Heat-shock protein-90 is an attractive target for anticancer drugs, as heat-shock protein-90 blockers such as the ansamycin 17-(allylamino)-17-demethoxygeldanamycin greatly reduce the expression of many signaling molecules that are disregulated in cancer cells and are key drivers of tumor growth and metastasis. While 17-(allylamino)-17-demethoxygeldanamycin has shown promise in clinical trials, this compound class has significant template-related drawbacks. In this paper, we describe a new, potent non-ansamycin small-molecule inhibitor of heat-shock protein-90, BX-2819, containing resorcinol and triazolothione rings. Structural studies demonstrate binding of BX-2819 to the ADP/ATP-binding pocket of heat-shock protein-90. The compound blocked expression of heat-shock protein-90 client proteins in cancer cell lines and inhibited cell growth with a potency similar to 17-(allylamino)-17-demethoxygeldanamycin.
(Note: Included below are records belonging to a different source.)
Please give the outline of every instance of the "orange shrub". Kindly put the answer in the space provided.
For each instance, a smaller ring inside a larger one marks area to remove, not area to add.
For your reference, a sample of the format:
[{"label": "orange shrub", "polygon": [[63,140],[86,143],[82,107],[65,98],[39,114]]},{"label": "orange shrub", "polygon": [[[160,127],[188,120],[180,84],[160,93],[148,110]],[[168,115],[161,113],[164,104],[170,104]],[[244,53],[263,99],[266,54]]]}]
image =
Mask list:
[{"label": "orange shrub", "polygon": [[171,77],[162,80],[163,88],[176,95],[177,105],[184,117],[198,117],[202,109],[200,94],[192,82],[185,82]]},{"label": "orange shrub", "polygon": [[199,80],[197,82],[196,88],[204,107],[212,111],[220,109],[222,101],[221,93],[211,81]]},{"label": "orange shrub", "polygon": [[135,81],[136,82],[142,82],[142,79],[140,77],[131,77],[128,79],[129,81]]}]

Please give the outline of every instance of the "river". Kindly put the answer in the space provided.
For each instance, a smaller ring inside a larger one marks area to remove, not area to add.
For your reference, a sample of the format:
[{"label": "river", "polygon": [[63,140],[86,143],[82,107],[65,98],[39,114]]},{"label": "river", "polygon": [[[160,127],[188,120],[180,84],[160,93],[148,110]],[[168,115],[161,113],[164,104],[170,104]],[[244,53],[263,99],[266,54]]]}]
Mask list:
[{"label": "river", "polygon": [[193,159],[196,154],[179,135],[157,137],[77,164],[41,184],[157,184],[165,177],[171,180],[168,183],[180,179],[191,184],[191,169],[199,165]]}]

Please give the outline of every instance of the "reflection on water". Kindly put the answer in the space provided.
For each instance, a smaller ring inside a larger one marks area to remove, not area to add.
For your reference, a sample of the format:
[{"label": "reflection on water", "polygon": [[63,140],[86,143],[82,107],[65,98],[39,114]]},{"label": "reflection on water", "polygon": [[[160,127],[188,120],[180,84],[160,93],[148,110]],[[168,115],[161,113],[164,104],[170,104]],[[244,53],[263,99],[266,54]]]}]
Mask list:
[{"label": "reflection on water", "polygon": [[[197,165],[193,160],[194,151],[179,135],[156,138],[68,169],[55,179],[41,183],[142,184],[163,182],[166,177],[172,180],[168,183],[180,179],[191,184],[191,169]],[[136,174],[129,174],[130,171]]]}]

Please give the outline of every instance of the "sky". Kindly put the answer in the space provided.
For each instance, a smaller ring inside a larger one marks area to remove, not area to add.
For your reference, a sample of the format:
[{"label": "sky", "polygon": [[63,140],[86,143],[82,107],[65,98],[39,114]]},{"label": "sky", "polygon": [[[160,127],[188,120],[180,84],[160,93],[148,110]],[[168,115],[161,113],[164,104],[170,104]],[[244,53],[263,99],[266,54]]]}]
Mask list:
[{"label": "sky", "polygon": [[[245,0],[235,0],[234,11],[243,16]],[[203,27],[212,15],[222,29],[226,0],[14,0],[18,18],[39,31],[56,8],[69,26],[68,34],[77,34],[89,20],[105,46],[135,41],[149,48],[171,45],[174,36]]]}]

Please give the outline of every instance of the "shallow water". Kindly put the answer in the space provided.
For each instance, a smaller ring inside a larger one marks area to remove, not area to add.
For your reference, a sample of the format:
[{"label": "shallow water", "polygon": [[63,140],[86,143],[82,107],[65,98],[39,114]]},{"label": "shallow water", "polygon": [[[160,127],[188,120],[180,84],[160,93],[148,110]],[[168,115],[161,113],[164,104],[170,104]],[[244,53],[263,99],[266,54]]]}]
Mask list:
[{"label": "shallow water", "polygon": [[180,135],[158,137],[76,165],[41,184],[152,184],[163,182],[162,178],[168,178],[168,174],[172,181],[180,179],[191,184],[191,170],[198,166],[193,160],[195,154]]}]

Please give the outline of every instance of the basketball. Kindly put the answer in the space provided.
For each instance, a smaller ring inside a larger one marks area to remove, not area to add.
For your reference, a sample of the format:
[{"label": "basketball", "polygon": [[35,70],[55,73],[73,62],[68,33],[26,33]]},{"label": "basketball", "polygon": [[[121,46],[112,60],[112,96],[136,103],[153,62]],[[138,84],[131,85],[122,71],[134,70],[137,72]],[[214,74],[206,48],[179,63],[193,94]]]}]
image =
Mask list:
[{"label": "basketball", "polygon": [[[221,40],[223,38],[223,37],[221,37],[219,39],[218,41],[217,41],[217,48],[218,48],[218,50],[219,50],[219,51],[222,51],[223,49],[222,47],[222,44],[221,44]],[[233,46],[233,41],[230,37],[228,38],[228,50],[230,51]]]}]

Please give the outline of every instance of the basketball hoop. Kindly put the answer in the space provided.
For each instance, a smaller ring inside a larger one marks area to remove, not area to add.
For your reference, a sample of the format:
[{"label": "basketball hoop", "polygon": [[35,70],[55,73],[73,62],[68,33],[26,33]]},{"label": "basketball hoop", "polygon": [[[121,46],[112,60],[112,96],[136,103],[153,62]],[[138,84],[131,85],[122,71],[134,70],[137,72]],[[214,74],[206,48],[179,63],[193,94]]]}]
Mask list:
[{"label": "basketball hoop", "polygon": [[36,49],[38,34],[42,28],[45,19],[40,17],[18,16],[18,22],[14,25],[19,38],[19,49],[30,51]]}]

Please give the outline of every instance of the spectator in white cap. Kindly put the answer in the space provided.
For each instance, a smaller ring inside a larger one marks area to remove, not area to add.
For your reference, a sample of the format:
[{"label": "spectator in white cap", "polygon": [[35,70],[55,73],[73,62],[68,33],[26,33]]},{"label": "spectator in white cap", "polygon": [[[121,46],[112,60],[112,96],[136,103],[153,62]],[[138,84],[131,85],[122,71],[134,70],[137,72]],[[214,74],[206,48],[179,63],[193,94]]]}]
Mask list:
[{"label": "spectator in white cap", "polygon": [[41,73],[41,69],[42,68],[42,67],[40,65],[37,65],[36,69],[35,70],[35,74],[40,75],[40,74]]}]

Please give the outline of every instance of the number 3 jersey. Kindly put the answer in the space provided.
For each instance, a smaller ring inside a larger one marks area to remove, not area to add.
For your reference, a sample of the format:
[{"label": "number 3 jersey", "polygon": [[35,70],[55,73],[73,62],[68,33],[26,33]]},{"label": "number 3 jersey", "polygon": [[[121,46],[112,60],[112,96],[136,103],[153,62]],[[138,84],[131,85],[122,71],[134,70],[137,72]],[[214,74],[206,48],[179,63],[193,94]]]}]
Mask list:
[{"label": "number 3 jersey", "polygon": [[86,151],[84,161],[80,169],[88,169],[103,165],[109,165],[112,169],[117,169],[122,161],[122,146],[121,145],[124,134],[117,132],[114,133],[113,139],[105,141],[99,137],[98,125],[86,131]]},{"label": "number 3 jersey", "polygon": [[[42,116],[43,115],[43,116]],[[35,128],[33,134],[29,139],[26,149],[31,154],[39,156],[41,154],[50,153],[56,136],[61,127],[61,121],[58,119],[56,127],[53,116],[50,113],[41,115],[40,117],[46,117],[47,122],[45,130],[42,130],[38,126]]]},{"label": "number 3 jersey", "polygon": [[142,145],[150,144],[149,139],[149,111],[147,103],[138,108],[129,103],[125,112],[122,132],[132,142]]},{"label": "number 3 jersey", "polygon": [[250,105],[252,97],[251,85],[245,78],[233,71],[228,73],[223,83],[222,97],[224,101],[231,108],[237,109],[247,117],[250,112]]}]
In a panel of four cancer cell lines, BX-2819 blocked growth with an average IC(50) value of 32 nM (range of 7-72 nM). Efficacy studies demonstrated that treatment with BX-2819 significantly inhibited the growth of NCI-N87 and HT-29 tumors in nude mice, consistent with pharmacodynamic studies showing inhibition of heat-shock protein-90 client protein expression in tumors for greater than 16 h after dosing. These data support further studies to assess the potential of BX-2819 and related analogs for the treatment of cancer.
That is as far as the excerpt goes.